What You Need To Know About Bear Markets

The bullish pundits of the Twittersphere; the pros who never met a stock market they didn’t like, grow increasingly quiet at these times; or masterfully through the art of words, combined with short memories of investors and blatantly false narratives, still manage to maintain their personas as ‘market mavens’. As wordsmiths, they cleverly ameliorate the damage that market bears create.

It is crucial for investors to do their own homework, seek second opinions, and not allow their financial partners and the media to minimize the potential carnage bears can inflict on portfolios and financial goals.

So, what is a bear market?

A bear occurs when stock prices fall 20% from the previous high. Unfortunately, we haven’t had a bear market in years; even corrections (10% off the prior high), feel much worse. Spirit memories of the financial crisis are beginning to stir; investors I encounter have 2008 and 2009 in their thoughts and on their lips. Personally, I don’t believe this is redux of the Great Recession. However, I’m sort of relieved how investors bring it up only because the recent market routing is shaking up complacency.

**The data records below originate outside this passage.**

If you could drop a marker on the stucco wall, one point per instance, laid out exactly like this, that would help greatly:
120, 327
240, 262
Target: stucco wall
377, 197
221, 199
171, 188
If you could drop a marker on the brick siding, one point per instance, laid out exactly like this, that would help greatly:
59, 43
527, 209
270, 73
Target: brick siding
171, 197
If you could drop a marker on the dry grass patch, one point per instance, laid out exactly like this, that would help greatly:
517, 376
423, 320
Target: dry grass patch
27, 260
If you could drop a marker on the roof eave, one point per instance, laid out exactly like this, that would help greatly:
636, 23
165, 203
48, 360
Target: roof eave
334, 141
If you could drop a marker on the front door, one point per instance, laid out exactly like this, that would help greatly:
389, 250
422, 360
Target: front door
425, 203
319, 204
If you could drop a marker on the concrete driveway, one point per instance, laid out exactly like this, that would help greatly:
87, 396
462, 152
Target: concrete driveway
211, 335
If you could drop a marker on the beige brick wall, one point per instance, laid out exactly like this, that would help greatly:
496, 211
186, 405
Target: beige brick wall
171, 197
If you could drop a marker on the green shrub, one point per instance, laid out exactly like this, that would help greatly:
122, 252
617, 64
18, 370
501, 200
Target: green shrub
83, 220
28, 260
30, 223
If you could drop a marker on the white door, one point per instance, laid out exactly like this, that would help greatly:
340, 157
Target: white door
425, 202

A few facts as of this writing:

Small-cap indices are in an official bear market.

More than half of S&P 500 large company stocks are in bear market territory.

Energy, financials and materials sectors are in a bear markets and industrials are at the cusp.

Utilities, healthcare and consumer staples as the ‘defensive’ areas of the stock market are in correction or pullback which makes sense as money tends to flow to these sectors when the crowd belief is an economic slowdown or recession is imminent. Intuitively, it makes sense – Regardless of economic conditions, consumers are still going to eat, turn on their lights and require healthcare. Ostensibly, as market conditions deteriorate, these sectors inevitably falter.

So, what is the money truth about bear markets?

They occur more often than you think or are told by pundit guests on financial entertainment channels.

I know. Shocking.

Doug Short, one of the finest and thorough economic and market analysts next to Lance Roberts, busts the myth which appears prevalent in media: Bear markets occur 20% of the time, bulls 80%. This is false and dangerous to believe.